The language has ten million speakers, but some claim that it’s suffering from a downward trend and its survival won’t be assured unless its transmission is guaranteed. Using it in all situations and platforms, and not only in the classroom, is one of the challenges it faces.
Barcelona, Catalonia, Spain
In 2019, La Plataforma per la Llengua, Catalan NGO, received 535,000 euros from the Catalan government to defend the fact that the language of Pompeu Fabra is mortally wounded.
However, it’s the same organisation that claims that there are around ten million Catalan speakers. One would hardly call that a dying language? The saying goes, that a language remains alive until its last speaker dies.

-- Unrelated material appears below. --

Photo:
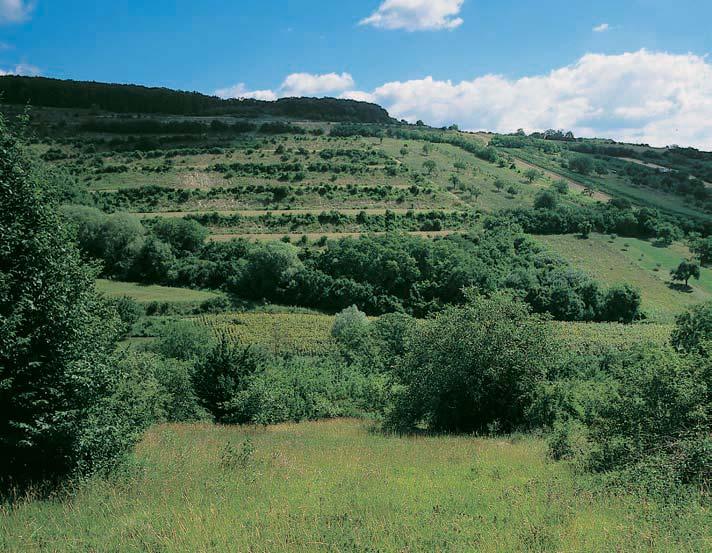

Another report from this NGO states that “Catalan should be the common language” in Catalonia, and should be “the backbone of social and cultural diversity”. They could lead by example, given that the yellow ribbon worn by their president, the director of the Maxillofacial Surgery Service at Taulí, Òscar Escuder, does little to encourage the unity and cohesion they are selling.
Nevertheless, the document is full of contradictions and inconsistencies. For example, we’ve already seen the supposed millions and millions of Catalan speakers. This makes Catalan one of the 100 most spoken languages in the world (there are estimated to be more than 6,800 on the planet). Is that endangered? The Platforma is concerned that only one in three residents in Barcelona and its metropolitan area uses Catalan on a regular basis.
So, what does it mean to defend a language, to impose it? It won’t be that they don’t try, with the so-called linguistic immersion (a euphemism for discrimination and cornering of Spanish). But not even for that.
The Plataforma per la Llengua also came out with the bold statement that the “Government is attacking Catalan, linguistic rights and the unity of this language”. But it doesn’t even dare to touch the issue of the failed language immersion. Several rulings say that part of the education system must be in Spanish, but nobody executes them.
They are depriving many people of the option to be educated in their mother tongue. As for “unity”, the Catalan NGO is hurt because there are those who differentiate between Catalan, Valencian and Balearic. Is it the fault of the Executive or is it that it bothers that there are other kinds of nationalism within the Països Catalans?
Officialisation as a Quick Fix
However, there are many Catalans who still feel that the language is in danger. Twenty years ago there were not even 100 official languages. Now there are almost 2,000. One of them is Catalan. It seems the simplest solution, but it is not the most useful. “There is no case of a language that has been revitalised because it has been declared official.
The official status of a language doesn’t change anything if it doesn’t change the behaviour of the speakers”, Carme Junyent, Lecturer in General Linguistics at the University of Barcelona remarked. Mireia Plana, Vice-President of the Plataforma per la Llengua, adds that the fact that a language is official does not presuppose the normalisation of its use.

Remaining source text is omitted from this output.